Surprisingly, the tools output very different alignments in comparison to last year.

CANARD timed out over 4 out of 10 pairs. AMLC timed out over 1 pair.

As last year, LogMapLt output some interesting correspondences such as (http://dbpedia.org/ontology/genus, http://taxref.mnhn.fr/lod/taxrank/Genus, ≡) which could be used in a complex correspondence such as (Exists dbo:genus-, Exists txrf:hasRank.{txrftrk:Genus}, ≡). In this case, the correspondence was filtered out because it had an instance (txrftrk:Genus) as member.

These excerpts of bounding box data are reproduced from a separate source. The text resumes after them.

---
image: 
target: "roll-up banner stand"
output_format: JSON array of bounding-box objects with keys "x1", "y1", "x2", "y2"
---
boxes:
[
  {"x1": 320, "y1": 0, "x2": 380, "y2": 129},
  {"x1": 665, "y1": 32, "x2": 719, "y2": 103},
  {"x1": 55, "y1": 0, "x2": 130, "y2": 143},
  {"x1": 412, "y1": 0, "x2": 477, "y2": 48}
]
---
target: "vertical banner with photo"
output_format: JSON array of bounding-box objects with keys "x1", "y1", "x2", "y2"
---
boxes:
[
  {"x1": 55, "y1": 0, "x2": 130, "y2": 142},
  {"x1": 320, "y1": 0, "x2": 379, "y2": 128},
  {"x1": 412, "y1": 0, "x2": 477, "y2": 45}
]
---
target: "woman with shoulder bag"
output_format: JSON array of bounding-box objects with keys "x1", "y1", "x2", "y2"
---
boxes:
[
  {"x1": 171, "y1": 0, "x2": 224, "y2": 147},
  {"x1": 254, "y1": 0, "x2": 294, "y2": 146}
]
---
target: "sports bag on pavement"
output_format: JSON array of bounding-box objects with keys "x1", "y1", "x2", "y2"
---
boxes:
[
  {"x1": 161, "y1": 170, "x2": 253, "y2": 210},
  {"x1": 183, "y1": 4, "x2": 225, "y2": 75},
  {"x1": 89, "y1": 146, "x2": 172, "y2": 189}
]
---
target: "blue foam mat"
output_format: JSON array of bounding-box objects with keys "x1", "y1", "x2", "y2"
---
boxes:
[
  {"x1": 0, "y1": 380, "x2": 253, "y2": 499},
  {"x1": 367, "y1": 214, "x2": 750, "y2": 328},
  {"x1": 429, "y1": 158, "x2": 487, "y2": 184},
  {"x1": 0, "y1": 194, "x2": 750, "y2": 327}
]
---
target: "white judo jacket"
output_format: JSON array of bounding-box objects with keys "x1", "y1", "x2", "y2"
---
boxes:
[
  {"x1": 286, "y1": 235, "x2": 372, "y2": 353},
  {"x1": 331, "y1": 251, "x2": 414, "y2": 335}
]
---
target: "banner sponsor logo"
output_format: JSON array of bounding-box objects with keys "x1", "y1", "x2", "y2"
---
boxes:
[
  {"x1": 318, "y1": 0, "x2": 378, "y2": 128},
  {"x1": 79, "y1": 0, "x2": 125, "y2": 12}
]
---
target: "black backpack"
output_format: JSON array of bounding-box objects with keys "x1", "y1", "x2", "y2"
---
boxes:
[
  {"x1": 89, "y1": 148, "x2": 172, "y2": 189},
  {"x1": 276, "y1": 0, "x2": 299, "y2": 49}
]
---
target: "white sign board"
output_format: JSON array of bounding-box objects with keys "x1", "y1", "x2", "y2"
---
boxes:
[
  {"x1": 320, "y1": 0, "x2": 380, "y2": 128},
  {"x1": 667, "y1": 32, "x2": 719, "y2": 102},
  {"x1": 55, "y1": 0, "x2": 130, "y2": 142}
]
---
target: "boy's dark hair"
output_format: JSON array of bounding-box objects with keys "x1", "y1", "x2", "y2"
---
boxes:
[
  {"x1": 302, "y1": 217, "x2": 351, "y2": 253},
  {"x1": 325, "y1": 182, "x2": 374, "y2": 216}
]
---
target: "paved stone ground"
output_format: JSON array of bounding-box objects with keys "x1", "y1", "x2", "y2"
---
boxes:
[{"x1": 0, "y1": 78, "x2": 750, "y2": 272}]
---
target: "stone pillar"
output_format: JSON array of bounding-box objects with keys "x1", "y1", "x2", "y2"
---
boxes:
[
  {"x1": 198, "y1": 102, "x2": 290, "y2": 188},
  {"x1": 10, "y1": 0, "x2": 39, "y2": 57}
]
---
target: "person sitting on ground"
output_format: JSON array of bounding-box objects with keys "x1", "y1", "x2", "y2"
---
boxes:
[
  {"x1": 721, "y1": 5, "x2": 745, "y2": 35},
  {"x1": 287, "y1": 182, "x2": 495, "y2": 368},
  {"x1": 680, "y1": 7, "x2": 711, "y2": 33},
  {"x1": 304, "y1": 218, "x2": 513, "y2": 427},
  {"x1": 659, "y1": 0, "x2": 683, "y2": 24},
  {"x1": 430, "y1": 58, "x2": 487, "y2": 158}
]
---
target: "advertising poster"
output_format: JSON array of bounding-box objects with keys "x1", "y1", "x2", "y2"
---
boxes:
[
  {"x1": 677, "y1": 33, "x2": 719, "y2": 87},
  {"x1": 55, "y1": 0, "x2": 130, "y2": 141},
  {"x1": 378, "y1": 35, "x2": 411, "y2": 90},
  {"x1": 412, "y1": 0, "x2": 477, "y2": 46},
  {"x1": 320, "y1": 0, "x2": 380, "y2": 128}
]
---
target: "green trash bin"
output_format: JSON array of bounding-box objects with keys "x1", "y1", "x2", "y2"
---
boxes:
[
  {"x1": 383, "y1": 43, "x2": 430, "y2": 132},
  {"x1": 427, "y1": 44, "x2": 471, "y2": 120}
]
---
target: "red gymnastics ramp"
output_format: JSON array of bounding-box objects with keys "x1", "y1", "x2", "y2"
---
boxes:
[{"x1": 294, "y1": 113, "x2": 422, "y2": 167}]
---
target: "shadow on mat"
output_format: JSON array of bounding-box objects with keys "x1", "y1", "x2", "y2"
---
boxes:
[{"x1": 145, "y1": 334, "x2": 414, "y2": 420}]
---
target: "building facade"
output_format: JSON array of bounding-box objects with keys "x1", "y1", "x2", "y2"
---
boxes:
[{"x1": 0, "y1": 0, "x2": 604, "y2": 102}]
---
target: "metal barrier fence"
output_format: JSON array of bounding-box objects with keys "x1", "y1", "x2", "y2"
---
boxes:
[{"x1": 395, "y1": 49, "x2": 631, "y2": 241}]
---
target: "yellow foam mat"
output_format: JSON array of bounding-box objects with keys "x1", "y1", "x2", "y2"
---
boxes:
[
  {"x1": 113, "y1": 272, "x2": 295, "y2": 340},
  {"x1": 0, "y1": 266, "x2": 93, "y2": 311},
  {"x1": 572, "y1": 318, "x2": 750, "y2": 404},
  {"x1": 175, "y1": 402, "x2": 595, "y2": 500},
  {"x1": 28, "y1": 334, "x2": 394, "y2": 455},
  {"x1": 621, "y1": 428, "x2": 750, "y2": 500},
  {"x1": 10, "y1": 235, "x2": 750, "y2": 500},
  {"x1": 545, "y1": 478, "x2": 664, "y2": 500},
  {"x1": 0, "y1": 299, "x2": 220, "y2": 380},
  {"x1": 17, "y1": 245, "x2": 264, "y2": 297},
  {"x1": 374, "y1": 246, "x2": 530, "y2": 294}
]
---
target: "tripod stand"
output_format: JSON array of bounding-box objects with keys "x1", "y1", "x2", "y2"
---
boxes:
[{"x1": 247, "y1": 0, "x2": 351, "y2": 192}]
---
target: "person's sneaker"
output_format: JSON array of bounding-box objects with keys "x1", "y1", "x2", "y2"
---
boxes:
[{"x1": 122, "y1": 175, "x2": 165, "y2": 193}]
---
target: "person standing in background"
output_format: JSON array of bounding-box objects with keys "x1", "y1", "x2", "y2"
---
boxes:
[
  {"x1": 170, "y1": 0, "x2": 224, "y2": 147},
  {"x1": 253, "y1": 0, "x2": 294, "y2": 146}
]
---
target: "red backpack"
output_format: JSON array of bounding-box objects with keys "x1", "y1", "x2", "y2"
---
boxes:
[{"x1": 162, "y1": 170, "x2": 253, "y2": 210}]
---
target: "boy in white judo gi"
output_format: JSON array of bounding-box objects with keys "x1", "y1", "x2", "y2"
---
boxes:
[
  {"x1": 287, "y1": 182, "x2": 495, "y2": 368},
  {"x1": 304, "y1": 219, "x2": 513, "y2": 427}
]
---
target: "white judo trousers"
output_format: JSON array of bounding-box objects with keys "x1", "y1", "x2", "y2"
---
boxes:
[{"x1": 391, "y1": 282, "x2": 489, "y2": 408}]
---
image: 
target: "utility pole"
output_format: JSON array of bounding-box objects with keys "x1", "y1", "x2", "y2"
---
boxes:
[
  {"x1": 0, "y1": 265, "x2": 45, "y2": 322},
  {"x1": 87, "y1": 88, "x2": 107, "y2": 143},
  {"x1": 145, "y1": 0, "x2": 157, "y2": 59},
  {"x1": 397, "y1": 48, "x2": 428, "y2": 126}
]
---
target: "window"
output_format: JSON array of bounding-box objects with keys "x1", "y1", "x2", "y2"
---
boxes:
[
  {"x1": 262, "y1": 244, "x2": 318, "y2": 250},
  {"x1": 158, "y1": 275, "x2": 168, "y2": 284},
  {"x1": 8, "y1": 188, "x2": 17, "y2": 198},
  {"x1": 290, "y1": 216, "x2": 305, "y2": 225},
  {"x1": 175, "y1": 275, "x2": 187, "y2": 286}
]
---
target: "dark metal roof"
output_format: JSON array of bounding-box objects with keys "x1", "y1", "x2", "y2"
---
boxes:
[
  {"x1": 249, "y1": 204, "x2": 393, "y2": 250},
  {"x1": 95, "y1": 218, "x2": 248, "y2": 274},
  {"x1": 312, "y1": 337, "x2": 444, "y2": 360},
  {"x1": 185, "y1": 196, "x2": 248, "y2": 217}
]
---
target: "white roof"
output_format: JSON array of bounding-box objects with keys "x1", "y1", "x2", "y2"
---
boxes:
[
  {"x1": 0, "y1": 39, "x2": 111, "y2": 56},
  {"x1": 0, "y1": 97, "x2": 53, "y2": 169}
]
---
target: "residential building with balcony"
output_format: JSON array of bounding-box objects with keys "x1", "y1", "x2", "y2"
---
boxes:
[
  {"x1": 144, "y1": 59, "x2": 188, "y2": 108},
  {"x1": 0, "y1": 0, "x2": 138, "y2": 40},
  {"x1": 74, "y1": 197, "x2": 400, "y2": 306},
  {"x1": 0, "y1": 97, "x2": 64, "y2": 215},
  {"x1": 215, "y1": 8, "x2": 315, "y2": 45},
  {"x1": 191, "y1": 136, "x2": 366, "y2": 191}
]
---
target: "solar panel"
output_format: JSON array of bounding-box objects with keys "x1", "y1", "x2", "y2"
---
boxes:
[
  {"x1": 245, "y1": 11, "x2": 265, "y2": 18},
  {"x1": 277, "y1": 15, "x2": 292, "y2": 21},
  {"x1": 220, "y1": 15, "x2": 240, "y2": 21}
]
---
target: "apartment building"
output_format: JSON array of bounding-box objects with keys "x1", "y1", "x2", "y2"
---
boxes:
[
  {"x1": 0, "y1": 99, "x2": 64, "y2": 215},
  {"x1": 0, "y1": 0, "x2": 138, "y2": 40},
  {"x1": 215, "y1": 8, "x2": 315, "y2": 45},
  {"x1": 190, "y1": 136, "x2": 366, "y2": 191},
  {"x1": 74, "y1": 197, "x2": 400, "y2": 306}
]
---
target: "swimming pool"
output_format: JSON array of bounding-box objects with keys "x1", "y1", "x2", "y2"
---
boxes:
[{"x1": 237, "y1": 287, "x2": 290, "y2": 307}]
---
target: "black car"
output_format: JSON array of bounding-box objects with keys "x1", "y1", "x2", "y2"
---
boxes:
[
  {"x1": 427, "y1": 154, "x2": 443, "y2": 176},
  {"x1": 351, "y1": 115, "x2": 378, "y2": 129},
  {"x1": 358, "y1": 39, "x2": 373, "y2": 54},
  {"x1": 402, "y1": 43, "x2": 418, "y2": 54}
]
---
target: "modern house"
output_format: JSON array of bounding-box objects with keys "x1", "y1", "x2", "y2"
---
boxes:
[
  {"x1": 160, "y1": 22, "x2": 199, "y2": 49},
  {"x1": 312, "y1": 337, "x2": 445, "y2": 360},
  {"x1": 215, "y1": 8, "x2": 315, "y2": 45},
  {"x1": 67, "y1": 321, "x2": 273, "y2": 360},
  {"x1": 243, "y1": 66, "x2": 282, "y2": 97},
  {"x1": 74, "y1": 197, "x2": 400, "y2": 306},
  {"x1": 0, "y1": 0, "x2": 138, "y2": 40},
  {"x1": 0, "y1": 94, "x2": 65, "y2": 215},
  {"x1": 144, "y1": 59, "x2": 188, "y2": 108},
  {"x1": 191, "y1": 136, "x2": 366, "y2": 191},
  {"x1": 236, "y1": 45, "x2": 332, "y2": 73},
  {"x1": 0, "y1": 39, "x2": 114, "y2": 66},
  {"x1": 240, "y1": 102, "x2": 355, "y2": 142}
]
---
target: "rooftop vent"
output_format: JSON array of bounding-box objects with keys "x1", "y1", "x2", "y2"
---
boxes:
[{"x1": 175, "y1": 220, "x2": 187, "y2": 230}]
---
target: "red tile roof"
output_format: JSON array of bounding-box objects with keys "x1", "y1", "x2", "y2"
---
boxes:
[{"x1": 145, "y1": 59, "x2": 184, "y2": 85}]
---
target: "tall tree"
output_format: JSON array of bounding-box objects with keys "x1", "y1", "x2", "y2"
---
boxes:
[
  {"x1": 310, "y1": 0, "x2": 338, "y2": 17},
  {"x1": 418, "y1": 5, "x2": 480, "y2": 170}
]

The best CQA Coverage scores are obtained by CANARD and are very similar to last year's. However, its precision is worse than last year. This year, CANARD has output a lot of incorrect correspondences following the same pattern (combinations of skos:broader and skos:narrower) which caused its overlap Precision score to decrease significantly.

The results of LogMap, LogMapBio, LogMapKG and LogMapLt are sensibly the same as last year's.

Wiktionary and ALOD2Vec both achieve high precision scores and very similar CQA Coverage scores.

AMLC's correspondences did not cover the CQAs.